Adjacent WW I dyings that were followed by those of influenza came a great swathe of dying writers from tuberculosis. For a while Barbellion thought he also had it. Oh, how what was then known as the Great Killer mowed them. His favourite poet who also lived a posthumous life by dying too young, John Keats, died of it in 1821. Robert Louis Stevenson had fallen from it in 1894. It collected the good doctor and master of short story genre Chekov in 1904, Katherine Mansfield in 1923, Franz Kafka in 1924, D.H. Lawrence in 1930, and George Orwell succumbed to it in 1950. Many more poor and rich who are not less important for not being poets and writers died also from it. In a way it still has not ceased terrorizing, especially poor communities in Africa, since, like Covid-19, it opportunistically targets those with compromised immune systems.
Defoe's narrator, H.F. in The Journal of the Plague Year tells us that theirs was a world of corpses strewn in streets and pits. Yet he finds numerous moments of humour in his narration, like when in the death-cart a drunken piper wakes up to cry: “But I an’t dead tho’, am I?’ He had woken from his drunken stupor just in time before being thrown into a mass grave with other bodies.
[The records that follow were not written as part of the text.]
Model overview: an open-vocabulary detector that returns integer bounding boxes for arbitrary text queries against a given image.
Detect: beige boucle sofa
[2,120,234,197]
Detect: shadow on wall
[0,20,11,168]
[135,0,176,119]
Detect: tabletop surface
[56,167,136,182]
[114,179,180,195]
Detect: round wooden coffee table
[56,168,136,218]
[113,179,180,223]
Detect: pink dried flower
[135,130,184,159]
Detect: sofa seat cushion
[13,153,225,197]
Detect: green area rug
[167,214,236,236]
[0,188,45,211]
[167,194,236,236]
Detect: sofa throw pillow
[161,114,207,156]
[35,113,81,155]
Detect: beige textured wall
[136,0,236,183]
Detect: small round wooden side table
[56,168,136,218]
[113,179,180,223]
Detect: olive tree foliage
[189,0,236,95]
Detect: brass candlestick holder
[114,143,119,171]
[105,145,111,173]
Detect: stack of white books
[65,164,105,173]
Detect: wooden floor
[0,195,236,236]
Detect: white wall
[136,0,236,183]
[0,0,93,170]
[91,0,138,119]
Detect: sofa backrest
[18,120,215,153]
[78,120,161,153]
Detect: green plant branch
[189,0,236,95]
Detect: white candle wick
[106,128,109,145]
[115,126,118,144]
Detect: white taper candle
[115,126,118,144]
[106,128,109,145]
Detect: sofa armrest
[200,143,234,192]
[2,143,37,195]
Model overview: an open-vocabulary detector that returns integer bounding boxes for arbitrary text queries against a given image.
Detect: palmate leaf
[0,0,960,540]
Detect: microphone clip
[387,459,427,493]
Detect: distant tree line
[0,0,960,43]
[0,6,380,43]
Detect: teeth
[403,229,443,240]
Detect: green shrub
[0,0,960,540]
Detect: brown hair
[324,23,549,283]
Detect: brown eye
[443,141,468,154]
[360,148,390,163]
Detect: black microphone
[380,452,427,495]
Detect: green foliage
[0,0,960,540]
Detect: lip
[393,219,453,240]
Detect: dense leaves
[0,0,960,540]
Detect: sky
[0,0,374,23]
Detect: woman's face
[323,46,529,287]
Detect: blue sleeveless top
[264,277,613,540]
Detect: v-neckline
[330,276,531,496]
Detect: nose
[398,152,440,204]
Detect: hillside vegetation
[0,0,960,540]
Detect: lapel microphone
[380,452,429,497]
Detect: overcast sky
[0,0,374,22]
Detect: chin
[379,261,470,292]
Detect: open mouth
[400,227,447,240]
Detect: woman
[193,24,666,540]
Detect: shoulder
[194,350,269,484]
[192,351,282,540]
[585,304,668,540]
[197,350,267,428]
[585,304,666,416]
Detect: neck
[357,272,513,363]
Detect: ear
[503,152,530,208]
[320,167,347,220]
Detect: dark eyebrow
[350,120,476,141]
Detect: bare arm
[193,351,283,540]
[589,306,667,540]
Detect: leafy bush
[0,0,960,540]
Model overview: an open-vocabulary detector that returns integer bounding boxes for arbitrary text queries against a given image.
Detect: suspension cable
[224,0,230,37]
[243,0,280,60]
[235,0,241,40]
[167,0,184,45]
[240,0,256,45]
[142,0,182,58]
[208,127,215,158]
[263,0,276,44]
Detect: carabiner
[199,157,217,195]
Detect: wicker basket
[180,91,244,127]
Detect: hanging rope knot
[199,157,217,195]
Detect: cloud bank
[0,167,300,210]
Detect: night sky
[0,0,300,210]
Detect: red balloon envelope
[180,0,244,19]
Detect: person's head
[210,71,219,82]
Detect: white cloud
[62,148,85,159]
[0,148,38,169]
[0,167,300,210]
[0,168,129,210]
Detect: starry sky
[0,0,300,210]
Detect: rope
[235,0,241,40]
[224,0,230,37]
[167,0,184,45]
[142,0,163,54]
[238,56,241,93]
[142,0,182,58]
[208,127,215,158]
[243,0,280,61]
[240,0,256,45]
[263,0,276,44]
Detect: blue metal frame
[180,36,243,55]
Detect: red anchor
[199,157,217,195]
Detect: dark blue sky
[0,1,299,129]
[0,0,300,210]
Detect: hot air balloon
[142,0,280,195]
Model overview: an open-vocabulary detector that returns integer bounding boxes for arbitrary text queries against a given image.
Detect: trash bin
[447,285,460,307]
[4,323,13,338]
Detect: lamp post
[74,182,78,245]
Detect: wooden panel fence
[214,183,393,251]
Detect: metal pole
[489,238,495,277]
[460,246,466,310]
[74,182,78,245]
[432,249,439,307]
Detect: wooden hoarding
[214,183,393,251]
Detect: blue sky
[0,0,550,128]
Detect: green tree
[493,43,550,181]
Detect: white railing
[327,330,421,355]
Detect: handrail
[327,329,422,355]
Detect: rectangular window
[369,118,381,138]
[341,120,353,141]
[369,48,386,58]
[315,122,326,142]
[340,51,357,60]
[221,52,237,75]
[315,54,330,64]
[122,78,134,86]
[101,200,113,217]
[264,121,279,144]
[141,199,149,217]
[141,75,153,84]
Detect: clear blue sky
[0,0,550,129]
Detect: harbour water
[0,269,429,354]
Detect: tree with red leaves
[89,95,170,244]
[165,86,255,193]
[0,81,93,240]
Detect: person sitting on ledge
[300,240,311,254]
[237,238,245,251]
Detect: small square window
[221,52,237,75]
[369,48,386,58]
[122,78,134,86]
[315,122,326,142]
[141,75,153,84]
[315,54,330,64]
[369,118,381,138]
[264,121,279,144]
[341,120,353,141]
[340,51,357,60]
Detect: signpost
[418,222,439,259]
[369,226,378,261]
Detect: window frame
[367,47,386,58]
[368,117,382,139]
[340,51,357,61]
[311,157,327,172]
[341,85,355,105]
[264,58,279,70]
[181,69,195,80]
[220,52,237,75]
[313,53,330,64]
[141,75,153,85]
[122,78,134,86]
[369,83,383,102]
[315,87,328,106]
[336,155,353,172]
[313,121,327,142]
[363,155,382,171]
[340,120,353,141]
H.F. noticed that the plague upended things and made death more overtly embedded in life than we usually grant it to be. Don't we now know that? We too, with Covid-19, feel his anxiety, the trembling and dread as he takes us through the streets of death in London across the centuries. Fear and tremble he knows but the power of curiosity in him is greater than these. He can't help his writer's need to go observe.
I felt this dread the night I spent with police patrolling the streets of Delft and Blue Downs, where more than 200 cases of Covid-19 were discovered after testing supermarket workers. Or at Tygerberg Hospital Covid-19 Floor where, beyond the health workers (the saints of our era), a Catholic priest and I were the only people mad enough to linger around. The priest at least had the compulsions of his vocation. Where was my madness coming from? Only Defoe could understand. I felt him laughing at me across the centuries, beyond the grave.
Sometimes even fear becomes too fearful to be dreadful. The human spirit in writers' intuition now and then probes them to do what they must do even if they may perish sometimes. This is why, throughout history, writers have been dying on the trenches of human warfare to give us the pathos and bathos of being alive in the moments in time of their ages, before those moments disappears into history and eternity. After all there'll always be the next generation to take the baton. And some urges are stronger than self preservation.